Here, $\gamma \restriction_{I_i}$ denotes the restriction of $\gamma$ to $I_i$.

Let $\phi: \left[{c \,.\,.\, d}\right] \to \left[{a \,.\,.\, b}\right]$ be a differentiable real function with $\phi \left({c}\right) = a$, and $\phi \left({d}\right) = b$.

Suppose that $\phi$ is either bijective or strictly increasing.

Define $\sigma: \left[{c \,.\,.\, d}\right] \to \C$ as a composite function by $\sigma = \gamma \circ \phi$.

Then $\sigma$ is a contour.

For all $i \in \left\{ {1, \ldots, n}\right\}$, let $J_i := \left[{\phi^{-1} \left({ a_{i-1} }\right) \,.\,.\, \phi^{-1} \left({a_i}\right)} \right]$.

Then:

$\sigma' \restriction_{J_i} \left({t}\right) = \gamma' \restriction_{I_i} \left({\phi \left({t}\right) }\right) \phi' \left({t}\right)$

## Proof

$\phi$ is either bijective or strictly increasing.

From Continuous Function on Closed Interval is Bijective iff Strictly Monotone, it follows that in both cases $\phi$ is both bijective and strictly monotone.

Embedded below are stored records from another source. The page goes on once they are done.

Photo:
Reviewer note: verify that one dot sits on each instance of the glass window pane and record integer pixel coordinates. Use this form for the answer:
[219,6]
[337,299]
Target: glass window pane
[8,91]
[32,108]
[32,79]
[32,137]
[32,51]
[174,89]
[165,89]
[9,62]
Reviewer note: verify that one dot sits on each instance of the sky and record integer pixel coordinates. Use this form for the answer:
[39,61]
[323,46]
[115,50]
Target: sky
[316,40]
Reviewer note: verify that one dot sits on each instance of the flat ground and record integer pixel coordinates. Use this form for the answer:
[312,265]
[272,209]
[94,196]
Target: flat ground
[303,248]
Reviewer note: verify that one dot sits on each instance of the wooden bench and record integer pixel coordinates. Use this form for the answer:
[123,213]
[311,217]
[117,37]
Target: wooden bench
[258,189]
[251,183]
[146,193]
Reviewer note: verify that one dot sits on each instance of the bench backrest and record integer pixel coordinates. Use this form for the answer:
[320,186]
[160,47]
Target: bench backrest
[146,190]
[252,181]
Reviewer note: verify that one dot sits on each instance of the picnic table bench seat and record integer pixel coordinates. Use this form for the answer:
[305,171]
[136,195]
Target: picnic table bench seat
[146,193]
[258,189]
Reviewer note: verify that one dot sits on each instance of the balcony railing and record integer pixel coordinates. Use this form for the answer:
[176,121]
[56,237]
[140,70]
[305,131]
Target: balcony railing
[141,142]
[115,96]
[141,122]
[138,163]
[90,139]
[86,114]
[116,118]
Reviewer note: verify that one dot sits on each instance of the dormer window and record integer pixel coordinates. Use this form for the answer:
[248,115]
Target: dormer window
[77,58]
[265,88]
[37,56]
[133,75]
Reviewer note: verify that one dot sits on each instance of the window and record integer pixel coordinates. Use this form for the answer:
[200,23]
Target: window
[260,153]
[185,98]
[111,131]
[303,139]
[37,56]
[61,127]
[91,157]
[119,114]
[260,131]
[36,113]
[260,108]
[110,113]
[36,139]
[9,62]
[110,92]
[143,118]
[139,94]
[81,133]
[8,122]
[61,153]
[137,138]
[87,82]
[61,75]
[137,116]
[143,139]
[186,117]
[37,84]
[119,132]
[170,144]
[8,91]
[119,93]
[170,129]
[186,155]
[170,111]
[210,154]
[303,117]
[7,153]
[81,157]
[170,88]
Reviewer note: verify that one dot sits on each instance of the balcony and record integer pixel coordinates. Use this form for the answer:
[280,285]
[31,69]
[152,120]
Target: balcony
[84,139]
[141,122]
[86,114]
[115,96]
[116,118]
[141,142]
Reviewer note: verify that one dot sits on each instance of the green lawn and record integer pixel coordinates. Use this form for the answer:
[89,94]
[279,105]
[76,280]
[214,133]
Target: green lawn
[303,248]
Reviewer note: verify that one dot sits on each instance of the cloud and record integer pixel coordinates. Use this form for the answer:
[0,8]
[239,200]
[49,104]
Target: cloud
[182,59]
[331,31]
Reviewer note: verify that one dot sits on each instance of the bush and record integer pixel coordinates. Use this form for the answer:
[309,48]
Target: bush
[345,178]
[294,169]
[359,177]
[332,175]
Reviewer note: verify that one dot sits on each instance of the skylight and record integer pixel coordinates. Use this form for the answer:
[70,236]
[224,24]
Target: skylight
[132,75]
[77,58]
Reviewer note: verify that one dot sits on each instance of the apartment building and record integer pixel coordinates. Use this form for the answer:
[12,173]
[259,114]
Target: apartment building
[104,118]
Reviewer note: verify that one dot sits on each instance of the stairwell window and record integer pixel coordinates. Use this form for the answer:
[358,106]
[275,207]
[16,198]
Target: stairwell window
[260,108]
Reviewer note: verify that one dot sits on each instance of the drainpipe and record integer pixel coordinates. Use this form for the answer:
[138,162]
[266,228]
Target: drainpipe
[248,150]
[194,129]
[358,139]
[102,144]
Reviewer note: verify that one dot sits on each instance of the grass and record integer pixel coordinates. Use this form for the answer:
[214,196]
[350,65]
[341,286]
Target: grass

As $\phi \left({c}\right) < \phi \left({d}\right)$, $\phi$ must be strictly increasing.

As $\phi$ is strictly increasing, we have $c = \phi^{-1} \left({a_0}\right) < \phi^{-1} \left({a_1}\right) < \cdots < \phi^{-1} \left({a_n}\right) = d$.

Hence, $\phi^{-1} \left({a_0}\right), \phi^{-1} \left({a_1}\right), \ldots, \phi^{-1} \left({a_n}\right)$ form a subdivision of $\left[{a \,.\,.\, b}\right]$.

Define $J_i := \left[{\phi^{-1} \left({a_{i-1} }\right) \,.\,.\, \phi^{-1} \left({a_i}\right)}\right]$ as a closed real interval.

From Derivative of Complex Composite Function, it follows that $\sigma$ restricted to $J_i$ is complex differentiable.

Its derivative is given by:

$\sigma' \restriction_{J_i} \left({t}\right) = \gamma' \restriction_{I_i} \left({\phi \left({t}\right) }\right) \phi' \left({t}\right)$

From Derivative of Monotone Function, it follows that for all $t \in \left[{c \,.\,.\, d}\right]$, we have $\phi' \left({t}\right) > 0$.

As $\gamma' \restriction_{I_i} \left({\phi \left({t}\right) }\right) \ne 0$ by definition of contour, we have $\sigma' \restriction_{J_i} \left({t}\right) \ne 0$.

Then $\sigma$ fulfils both requirement $(1)$ and $(2)$ from the definition of contour, so $\sigma$ is a contour.

$\blacksquare$